What you are passing here is a pointer to a function. The name of a function is always it's address, like using the address-of operator automatically. This address, of course, refers to the starting point of the function in memory. However, in this case, the constructor seems to create a copy of the function, and move it into a seperate place in memory. I do not know why it does this, but calling the function does work properly.

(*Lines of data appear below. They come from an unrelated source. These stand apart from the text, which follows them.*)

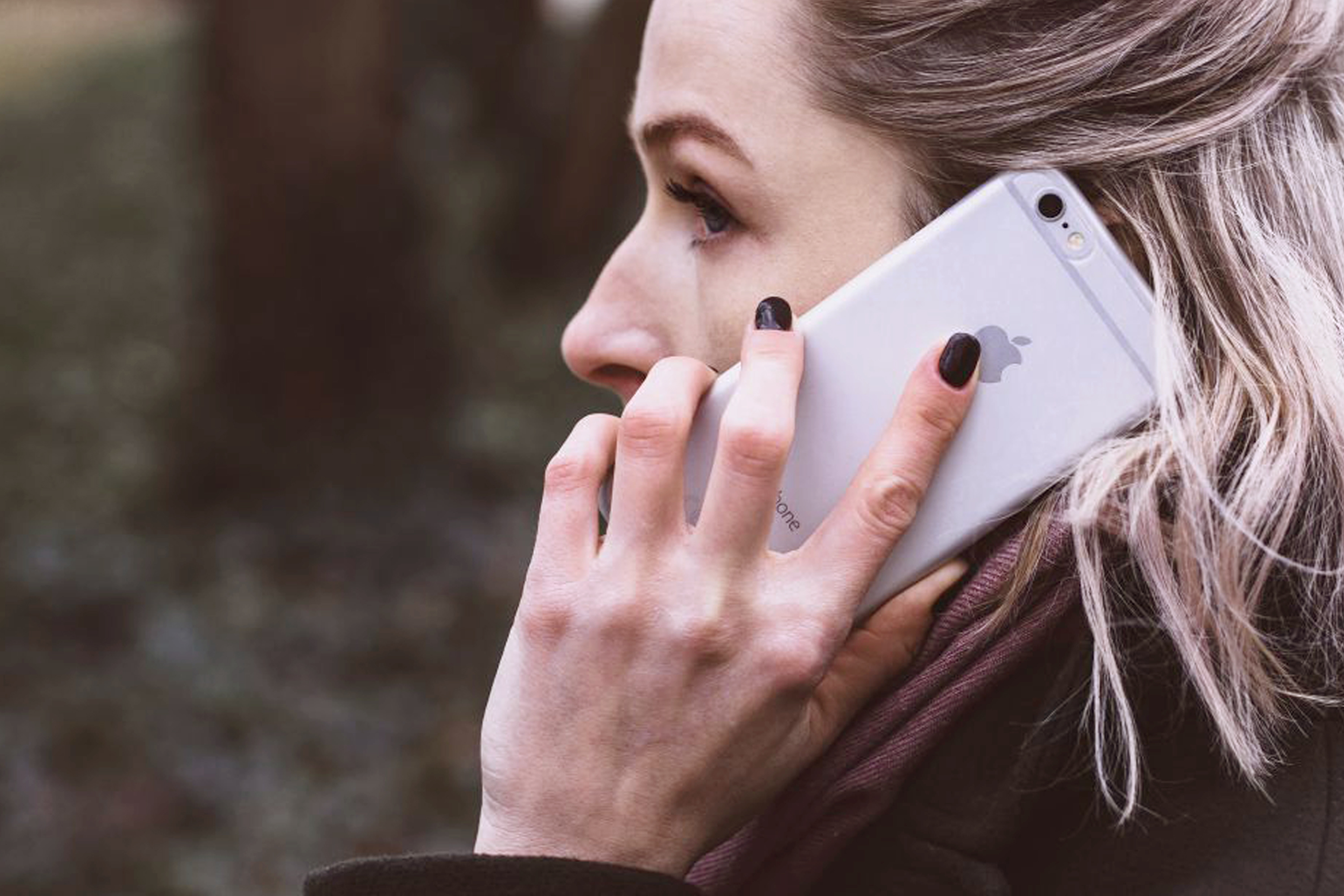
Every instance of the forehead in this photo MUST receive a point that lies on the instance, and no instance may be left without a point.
(729, 60)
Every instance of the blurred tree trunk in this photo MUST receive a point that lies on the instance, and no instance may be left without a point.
(593, 162)
(323, 349)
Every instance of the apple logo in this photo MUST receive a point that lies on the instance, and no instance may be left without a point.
(998, 353)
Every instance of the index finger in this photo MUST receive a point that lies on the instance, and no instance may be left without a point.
(858, 536)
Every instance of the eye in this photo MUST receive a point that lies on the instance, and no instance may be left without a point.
(717, 218)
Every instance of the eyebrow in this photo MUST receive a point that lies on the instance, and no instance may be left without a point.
(662, 132)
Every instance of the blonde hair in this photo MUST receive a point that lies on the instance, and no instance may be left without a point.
(1211, 132)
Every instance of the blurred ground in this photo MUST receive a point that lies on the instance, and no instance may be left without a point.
(217, 702)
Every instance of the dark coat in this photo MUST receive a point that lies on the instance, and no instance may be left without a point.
(1007, 804)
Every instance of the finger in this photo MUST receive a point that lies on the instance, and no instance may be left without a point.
(754, 439)
(878, 652)
(568, 523)
(650, 478)
(881, 503)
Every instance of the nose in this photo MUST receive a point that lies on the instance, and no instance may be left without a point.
(620, 332)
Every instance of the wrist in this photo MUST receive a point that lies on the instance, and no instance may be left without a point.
(631, 849)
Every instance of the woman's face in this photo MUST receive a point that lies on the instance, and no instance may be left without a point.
(753, 191)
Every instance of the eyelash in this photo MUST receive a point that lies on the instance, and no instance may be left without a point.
(706, 206)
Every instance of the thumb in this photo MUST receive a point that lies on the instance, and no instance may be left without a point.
(878, 652)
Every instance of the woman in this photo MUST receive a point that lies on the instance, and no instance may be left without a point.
(664, 687)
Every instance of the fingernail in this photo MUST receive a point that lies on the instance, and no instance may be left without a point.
(959, 359)
(775, 314)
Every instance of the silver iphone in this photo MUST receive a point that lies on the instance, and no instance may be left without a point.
(1066, 331)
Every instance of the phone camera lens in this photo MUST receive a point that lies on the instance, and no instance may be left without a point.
(1050, 206)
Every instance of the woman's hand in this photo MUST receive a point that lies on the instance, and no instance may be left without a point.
(663, 684)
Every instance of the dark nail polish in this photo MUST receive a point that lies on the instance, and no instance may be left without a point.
(775, 314)
(959, 359)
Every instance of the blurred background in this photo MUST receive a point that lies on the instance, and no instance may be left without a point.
(281, 293)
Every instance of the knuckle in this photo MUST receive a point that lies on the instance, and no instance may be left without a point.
(937, 420)
(651, 431)
(705, 636)
(756, 447)
(570, 470)
(890, 503)
(793, 664)
(584, 456)
(545, 621)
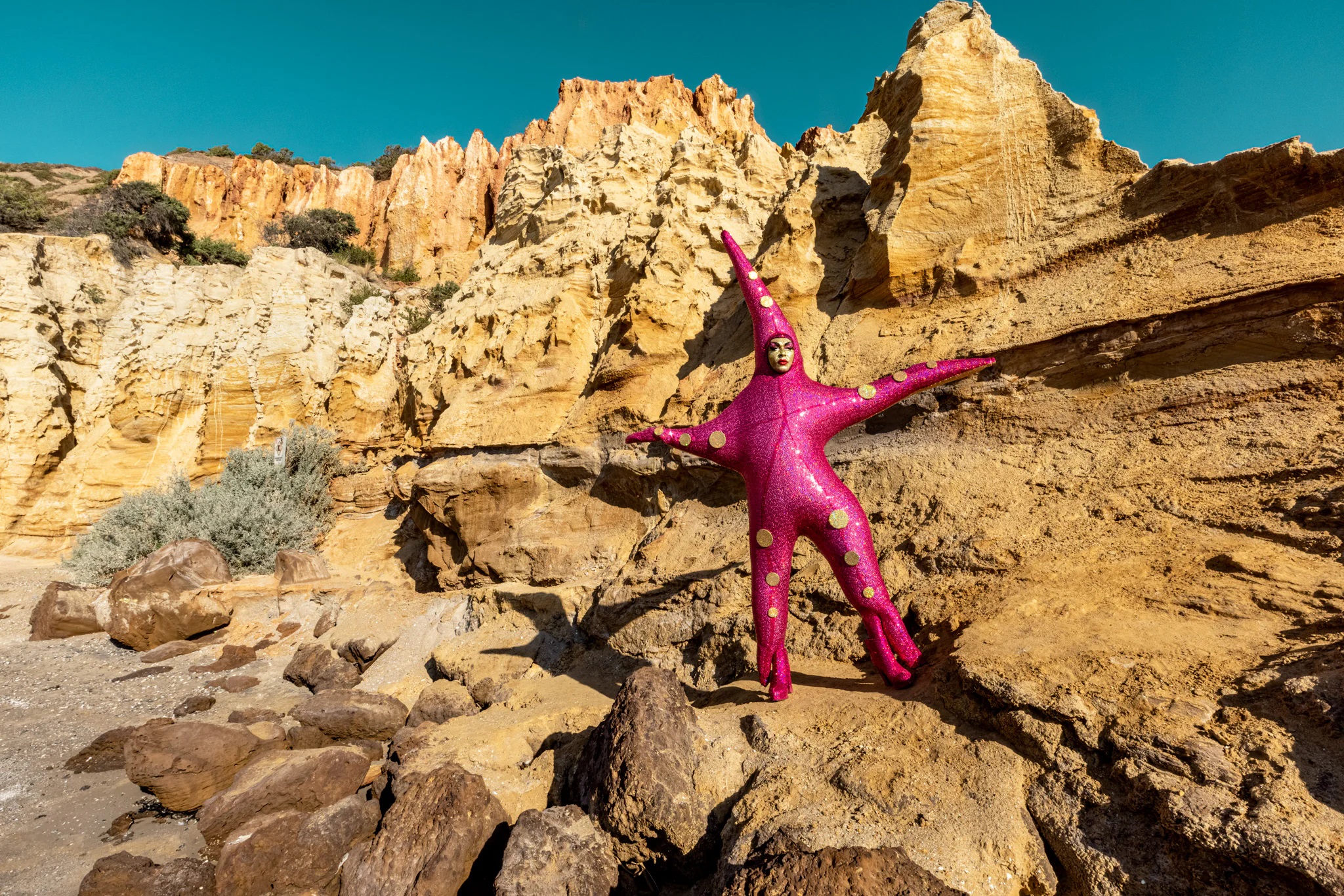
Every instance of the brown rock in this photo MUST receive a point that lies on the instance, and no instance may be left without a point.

Here is the code fragment with which I tested it.
#include <iostream>
using namespace std;
typedef void (*ptrFunc1)(int, int, double, double);
void MyFunction( int a, int b, double c, double d )
{
cout << "Inserted: " << a << " " << b << " " << c << " " << d << "\n\n";
}
class Nothing
{
public:
Nothing(ptrFunc1 func1);
};
Nothing::Nothing(ptrFunc1 func1)
{
int a = 10;
int b = 20;
double c = 30;
double d = 40;
func1(a, b, c, d);
}
int main(void)
{
Nothing MyNothing(MyFunction);
}
Although whilst in debugging, the addresses of MyFunction and func1 are different, and even (*func1) points to a different place than MyFunction, the code calls MyFunction properly through the func1 function pointer, and the text gets printed out correctly. I see no reason why your implementation would not work properly as well. The reasons of why the memory locations are different is unknown to me, it would require some more work to determine it. I even tested it by creating two objects of class Nothing. In that case, the func1 pointed to the same location in both cases. So, although I don't understand why it happens, the code works, so you shouldn't have anything to worry on that part :) -Antti Keskinen ---------------------------------------------- The definition of impossible is strictly dependant on what we think is possible.